(Image: Zennie/Private Media)

What’s slowly emerging from the robodebt royal commission is one of the worst episodes of maladministration in the history of the Australian Public Service.

Once again, Scott Morrison is at the centre of it, but the true scandal pertains to the behaviour of senior bureaucrats in the Human Services and Social Services departments.

To the extent that it wasn’t clear before, we now know senior officials understood that income averaging was unlawful, but were so attached to achieving a set savings target from welfare payments that they ignored that advice and made sure it was watered down so that Morrison, then Social Services minister, could be assured what would become robodebt would work.

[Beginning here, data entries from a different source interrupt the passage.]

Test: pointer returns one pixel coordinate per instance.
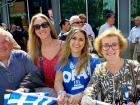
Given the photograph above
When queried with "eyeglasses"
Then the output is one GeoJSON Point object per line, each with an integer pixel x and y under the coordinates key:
{"type": "Point", "coordinates": [107, 46]}
{"type": "Point", "coordinates": [43, 25]}
{"type": "Point", "coordinates": [77, 22]}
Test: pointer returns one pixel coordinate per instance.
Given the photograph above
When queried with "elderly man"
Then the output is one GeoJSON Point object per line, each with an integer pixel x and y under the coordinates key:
{"type": "Point", "coordinates": [14, 64]}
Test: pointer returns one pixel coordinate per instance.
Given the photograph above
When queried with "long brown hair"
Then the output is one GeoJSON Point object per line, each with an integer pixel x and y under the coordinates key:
{"type": "Point", "coordinates": [34, 42]}
{"type": "Point", "coordinates": [66, 51]}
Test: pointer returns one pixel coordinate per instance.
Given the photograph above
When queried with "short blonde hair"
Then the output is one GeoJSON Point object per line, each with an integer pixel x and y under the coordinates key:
{"type": "Point", "coordinates": [111, 33]}
{"type": "Point", "coordinates": [34, 42]}
{"type": "Point", "coordinates": [9, 38]}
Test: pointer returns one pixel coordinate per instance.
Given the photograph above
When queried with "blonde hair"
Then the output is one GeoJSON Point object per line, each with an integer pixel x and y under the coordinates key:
{"type": "Point", "coordinates": [66, 51]}
{"type": "Point", "coordinates": [34, 42]}
{"type": "Point", "coordinates": [10, 39]}
{"type": "Point", "coordinates": [74, 19]}
{"type": "Point", "coordinates": [111, 33]}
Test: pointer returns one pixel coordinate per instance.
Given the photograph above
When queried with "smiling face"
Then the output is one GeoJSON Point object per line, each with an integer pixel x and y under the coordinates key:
{"type": "Point", "coordinates": [77, 43]}
{"type": "Point", "coordinates": [42, 32]}
{"type": "Point", "coordinates": [110, 48]}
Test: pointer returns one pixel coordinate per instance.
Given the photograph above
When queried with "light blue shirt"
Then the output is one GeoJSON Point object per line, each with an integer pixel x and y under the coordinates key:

The evidence of DSS managers Andrew Whitecross and Murray Kimber yesterday spells out the process that went on in DSS in late 2014 and 2015 when the Human Services department proposed automated income averaging. Whitecross specifically cited legal advice that using income averaging in the way proposed was likely to be found unlawful, requiring legislative change.

Senior managers expressed frustration with his advice and suggested his observations on the DHS proposal be watered down. In the minute that ultimately went to Morrison, what were originally cited as “fundamental impacts on social security policy and legislation” were softened to “significant implications”.

That change was made by a more senior DSS executive, Catherine Halbert, who says she can’t remember directing anyone to water down the critical language toward income averaging, and says dumping “fundamental impacts” was a mere stylistic change.

Kimber recalled seeing DHS’ draft New Policy Proposal in 2015, which stated that legislation would not be required. He pointed out to DHS that legislation would be required given the unlawful nature of the proposed use of income averaging. There was, of course, no legislative change to make robodebt legal.

Other than outright corruption, it’s hard to think of a more serious case of maladministration than senior executives overlooking the likely unlawfulness of a policy change, with the goal of securing an identified level of savings, via a mechanism that inflicted massive trauma on welfare recipients and led a number to take their own lives.

The apparent desire of DHS officials to pander to a minister’s “reform” agenda, and the apparent willingness of DSS officials to fail to accurately convey the unlawful nature of what was being proposed, led to appalling outcomes.

This is where “responsiveness”, that KPI of the quality public servant for the last three decades, has led a once-respected bureaucracy: being so willing to be “responsive” to a minister’s desires that illegality is overlooked, downplayed, ignored, fudged in the quest to anticipate and meet ministerial demands.

It starts with lineball cases where legal advice is sufficiently vague to permit proposals to go forward despite awareness of the potential for a court to rule against the Commonwealth. But there was nothing lineball about the unlawfulness of robodebt, as senior officials were repeatedly told.

This was as plain a failure of public sector leadership as it’s possible to have. Senior executives and secretaries are supposed to act as a check and a filter on more junior managers; they’re supposed to have the authority to push back against ministers and staffers when necessary, to offer the fabled “frank and fearless advice”. Instead, it seems, they dismissed accurate warnings in favour of pandering to a minister.

People died as a result. Thousands of families, perhaps tens of thousands, suffered profound stress. This should be a “never again” moment for the APS, and those responsible should become living examples how not to lead.

A government determined to rebuild a discredited public service would ensure that this happens. But politicians of good will can only do so much. The APS’ current leadership should be doing some deep soul-searching.